(by Pablo Burgués) 

I don’t know what you think, but I’ve always thought that the films that end somehow with “… and they lived happily ever after” are not trustworthy. For me those slushy endings, far from making me feel happy for others, make me feel full of doubt. For instance, Pretty Woman: did they get married or Richard Gere made a mess in the bachelor party? Where did they spend Christmas? Did Julia Roberts go back to the streets with her huge trouser-boots?... Or in Ghost: Was Patrick Swayze eternally faithful to his beloved or, to cope with that remote relationship, he had an affair in the afterworld? Did Demi Moore and Whoopi Goldberg come out of the closet?...

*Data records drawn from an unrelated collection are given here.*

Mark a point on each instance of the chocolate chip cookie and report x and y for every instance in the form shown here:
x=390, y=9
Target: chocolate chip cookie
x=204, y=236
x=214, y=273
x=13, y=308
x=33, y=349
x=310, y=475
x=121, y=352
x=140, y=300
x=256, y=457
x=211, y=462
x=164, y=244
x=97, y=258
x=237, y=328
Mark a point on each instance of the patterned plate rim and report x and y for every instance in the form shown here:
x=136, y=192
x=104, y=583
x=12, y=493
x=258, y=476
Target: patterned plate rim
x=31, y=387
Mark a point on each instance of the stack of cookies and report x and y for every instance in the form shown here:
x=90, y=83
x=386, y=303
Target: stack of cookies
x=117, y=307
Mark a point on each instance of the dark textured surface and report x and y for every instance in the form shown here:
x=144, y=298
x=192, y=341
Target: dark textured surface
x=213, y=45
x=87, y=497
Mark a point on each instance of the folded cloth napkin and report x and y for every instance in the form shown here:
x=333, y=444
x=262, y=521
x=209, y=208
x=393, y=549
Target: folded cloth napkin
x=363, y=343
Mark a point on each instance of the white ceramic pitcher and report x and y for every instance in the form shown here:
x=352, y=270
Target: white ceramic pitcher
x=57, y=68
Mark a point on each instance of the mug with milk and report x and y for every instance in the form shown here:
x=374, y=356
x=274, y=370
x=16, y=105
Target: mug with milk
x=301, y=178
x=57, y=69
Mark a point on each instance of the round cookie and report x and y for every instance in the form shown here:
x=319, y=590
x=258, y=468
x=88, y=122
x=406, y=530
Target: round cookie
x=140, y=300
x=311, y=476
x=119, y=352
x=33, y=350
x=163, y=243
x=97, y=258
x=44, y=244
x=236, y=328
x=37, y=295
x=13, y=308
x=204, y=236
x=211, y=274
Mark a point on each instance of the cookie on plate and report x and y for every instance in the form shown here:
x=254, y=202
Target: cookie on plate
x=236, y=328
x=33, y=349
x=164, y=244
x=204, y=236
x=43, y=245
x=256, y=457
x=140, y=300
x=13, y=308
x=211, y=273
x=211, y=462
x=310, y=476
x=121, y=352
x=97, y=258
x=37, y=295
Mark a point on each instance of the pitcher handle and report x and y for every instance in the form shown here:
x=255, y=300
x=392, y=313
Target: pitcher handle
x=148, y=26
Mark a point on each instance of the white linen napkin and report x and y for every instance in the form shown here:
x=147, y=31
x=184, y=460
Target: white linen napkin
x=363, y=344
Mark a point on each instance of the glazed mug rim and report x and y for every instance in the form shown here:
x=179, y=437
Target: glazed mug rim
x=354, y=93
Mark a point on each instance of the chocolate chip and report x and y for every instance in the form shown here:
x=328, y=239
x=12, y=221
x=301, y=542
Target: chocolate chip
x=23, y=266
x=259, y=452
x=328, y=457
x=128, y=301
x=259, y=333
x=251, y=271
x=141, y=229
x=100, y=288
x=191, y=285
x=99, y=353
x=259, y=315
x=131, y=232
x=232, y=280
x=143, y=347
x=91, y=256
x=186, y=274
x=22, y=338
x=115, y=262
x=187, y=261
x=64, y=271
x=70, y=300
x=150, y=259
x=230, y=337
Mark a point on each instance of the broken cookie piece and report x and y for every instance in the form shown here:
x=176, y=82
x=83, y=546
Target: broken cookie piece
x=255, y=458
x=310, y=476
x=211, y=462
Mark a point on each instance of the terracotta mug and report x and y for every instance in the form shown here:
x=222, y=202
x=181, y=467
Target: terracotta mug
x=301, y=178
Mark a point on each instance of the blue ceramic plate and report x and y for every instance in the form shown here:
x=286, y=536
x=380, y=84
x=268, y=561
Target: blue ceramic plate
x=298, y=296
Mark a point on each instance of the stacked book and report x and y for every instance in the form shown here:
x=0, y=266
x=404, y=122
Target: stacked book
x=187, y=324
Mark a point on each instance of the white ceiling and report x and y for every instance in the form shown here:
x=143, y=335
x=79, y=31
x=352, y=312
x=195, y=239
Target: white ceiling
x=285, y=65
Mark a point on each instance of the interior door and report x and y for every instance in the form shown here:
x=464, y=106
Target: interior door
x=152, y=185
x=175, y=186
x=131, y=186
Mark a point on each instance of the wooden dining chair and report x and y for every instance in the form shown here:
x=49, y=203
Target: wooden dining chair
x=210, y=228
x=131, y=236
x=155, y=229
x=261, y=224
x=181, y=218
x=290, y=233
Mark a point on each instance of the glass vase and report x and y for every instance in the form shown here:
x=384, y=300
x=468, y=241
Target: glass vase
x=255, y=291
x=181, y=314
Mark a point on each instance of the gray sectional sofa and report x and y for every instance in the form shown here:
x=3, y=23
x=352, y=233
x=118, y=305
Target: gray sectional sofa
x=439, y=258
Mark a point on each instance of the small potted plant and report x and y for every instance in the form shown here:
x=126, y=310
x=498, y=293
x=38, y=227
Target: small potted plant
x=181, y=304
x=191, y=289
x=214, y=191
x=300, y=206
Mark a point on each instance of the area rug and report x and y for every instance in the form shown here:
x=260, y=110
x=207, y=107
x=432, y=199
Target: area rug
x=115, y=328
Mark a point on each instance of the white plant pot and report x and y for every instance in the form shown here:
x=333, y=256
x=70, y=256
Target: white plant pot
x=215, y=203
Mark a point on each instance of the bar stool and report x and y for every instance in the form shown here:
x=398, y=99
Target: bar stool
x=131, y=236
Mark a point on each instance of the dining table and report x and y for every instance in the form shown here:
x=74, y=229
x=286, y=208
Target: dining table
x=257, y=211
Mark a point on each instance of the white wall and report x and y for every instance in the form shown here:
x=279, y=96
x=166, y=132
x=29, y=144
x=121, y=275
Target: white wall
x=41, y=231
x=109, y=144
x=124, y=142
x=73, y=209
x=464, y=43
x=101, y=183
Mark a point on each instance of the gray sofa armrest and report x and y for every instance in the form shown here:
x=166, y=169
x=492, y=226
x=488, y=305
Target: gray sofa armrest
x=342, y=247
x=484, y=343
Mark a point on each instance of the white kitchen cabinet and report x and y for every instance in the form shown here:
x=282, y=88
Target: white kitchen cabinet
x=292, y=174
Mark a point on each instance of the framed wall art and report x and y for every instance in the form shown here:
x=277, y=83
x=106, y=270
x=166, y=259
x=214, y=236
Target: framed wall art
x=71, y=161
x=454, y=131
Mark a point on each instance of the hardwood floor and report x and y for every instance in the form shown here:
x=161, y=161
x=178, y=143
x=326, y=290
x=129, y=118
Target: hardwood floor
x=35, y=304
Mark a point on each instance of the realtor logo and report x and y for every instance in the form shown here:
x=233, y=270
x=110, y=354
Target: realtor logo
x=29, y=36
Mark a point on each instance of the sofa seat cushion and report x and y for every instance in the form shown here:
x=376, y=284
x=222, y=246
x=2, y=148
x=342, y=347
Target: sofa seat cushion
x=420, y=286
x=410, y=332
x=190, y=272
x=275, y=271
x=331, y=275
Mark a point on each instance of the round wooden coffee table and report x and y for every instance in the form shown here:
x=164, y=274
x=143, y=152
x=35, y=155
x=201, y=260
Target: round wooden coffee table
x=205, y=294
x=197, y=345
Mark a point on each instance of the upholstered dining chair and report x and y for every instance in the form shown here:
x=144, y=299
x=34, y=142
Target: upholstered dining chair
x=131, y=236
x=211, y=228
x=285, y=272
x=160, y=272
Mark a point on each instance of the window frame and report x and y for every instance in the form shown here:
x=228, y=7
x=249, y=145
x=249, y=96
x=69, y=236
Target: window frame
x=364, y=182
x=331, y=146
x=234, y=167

Last week I told you one of these happy ending stories that took place in Ibiza. Their main characters were a romantic and a bit clingy Moorish king, whom I’ll call Date Fruit, and a sweet and also spicy Indian princess, whom her friends called Curry. (You can read the complete story here). Well, this week I’ve decided to inquire into their story to see what happened to them after the credits ended, the curtain was lowered and the cinema lights were turned on.

It seems that the lovebirds lived happily during a time; however, a bad winter day a letter arrived to the palace and broke their idyllic love dream. In the faraway lands of I-don’t-know-where a terrible war had begun and the king’s presence was required in the struggle. Thus, the next morning, with the broken pip, Date Fruit went to the front, only after promising Curry that he would be back before her beloved almond trees bloomed again.

The waiting days became months, and months became years, and during all that time there was no news about the king. The princess sank into a severe depression, opened a Premium Spotify account and spent full weeks without leaving her rooms, feeding herself only with Scorpions ballads, without commercials. Nonetheless, God shapes the back for the burden, and, thus, one fine day a hefty young man knocked on the palace doors. He was a handsome gardener (whom I’ll nickname Hose) who had just arrived to Ibiza and was looking for a job of his specialty.

Seeing such a cute one, the until then sad princess was just be able to say: “Boy, you have no idea how much you come in handy, because the truth is that I have the almond tree land in an awful state”. Without a moment’s delay, Hose and Curry got busy tidying the royal garden up.

But when they were amid the bustle, they heard a strong racket and the noise of saws. To their big surprise they found out that the always untimely Date Fruit had just came back from the war and several workers were sawing the doorframes up so that His Majesty could get into the palace without harming his recently acquired horns. When he knew about the betrayal, the king took the princess and the gardener under an almond tree and cut their throats.

Next year, as every February, the almond trees began to bloom; however, their flowers weren’t white ever again, but pink. The legend tells that the affair between Curry and Hose was so pure that the trees dyed their leaves with the lovers’ blood, so that their love could last forever.